To assist Chow in her current role, Shanghai-based venture capital firm Gobi Partners was appointed as the fund’s first investment manager.

In May, Chow announced the three Hong Kong start-ups selected as the first recipients under the fund –– transport and logistics app operator GoGoVan, do-it-yourself e-commerce platform provider Shopline and Yeechoo, which runs an online designer apparel rental operation.

Chow said about 30 per cent of the more than 200 initial applicants to the fund were e-commerce start-ups.

Two to three more start-ups are “in the pipeline” as the next batch of investment recipients under the fund, according to Chow.

“I can’t promise that this will be the trend going forward,” she said, of announcing a round of investments every few months.

“What we’re trying to do is groom those we think may have potential.

“So it very much depends on how many good companies we come across and the due diligence process.

“We want to get to know these entrepreneurs, see how good their ideas are, go through the details and see how quickly we can close a deal. It’s hard to tell.”

Chow pointed out that HK$1 billion might be a lot of money, “but it’s not a lot for a venture capitalist”.

The fund, however small, may provide some bright spot in the present investment climate.

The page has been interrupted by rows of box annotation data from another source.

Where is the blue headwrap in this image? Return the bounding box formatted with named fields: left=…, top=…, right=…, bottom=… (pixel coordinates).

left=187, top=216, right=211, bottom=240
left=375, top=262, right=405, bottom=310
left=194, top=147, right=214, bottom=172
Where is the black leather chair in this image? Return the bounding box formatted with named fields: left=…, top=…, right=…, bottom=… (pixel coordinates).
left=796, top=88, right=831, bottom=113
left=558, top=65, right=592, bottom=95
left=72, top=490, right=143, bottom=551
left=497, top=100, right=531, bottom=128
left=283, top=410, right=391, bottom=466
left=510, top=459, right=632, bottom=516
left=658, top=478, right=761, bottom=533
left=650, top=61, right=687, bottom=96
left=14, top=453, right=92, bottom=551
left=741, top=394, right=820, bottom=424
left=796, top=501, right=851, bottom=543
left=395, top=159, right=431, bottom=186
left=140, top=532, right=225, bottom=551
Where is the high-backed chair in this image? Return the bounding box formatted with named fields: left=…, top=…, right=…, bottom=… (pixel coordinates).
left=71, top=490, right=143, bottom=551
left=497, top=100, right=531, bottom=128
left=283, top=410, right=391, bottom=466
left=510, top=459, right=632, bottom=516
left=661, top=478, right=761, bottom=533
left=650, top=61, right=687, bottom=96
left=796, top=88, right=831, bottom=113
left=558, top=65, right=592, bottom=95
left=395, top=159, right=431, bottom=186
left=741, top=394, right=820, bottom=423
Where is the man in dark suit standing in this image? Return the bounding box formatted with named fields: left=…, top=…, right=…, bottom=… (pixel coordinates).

A report published this month by KPMG and CB Insights said venture capital investment and deal activity in Asia dropped sharply for the third straight quarter in the three months to June, “highlighting concerns regarding global uncertainties, the slowing of the Chinese economy and depreciation of the yuan”.

The report showed that seed or angel deals, which provide the initial capital used to start a business, held relatively steady in the first six months of this year, while most other stages like Series A fell. A Series A funding round marks a company’s first significant round of venture capital financing. “Median early-stage deal size to Asian VC-backed companies remains at or above US$2 million across the past five quarters,” the report said.

Chow said the fund had not set any targeted amount of investments, and that its recent recipients took “a small portion”.

“Eventually, we would like to see some of our investments become successful,” she said. “Successful in the sense that even if a company does not have a big [initial public offering], it manages to get a follow-up round of funding from other investors. That would also show the company is doing well.

“We don’t expect to make a 1,000 per cent return on our investment, just a meaningful return that we can plough back to the fund and into other start-ups.”

Tony Wong, the chief executive of Shopline, has said that the Alibaba fund was helping close a gap in the market. “There aren’t that many funds targeted for Hong Kong,” Wong said.

Chow said there was plenty more work to do, noting that her team started running workshops for start-ups to learn about crafting their business plans.

She also encouraged the participation of entrepreneurs young and old. Those applicants who missed the cut this year could also try again with better ideas and sound business proposals.

Asked if she would encourage her two children, aged 10 and 13 years, to pursue the life of an entrepreneur, Chow said, “I would tell them that there are more things they can explore today and they should be ready to embrace the new things ahead”.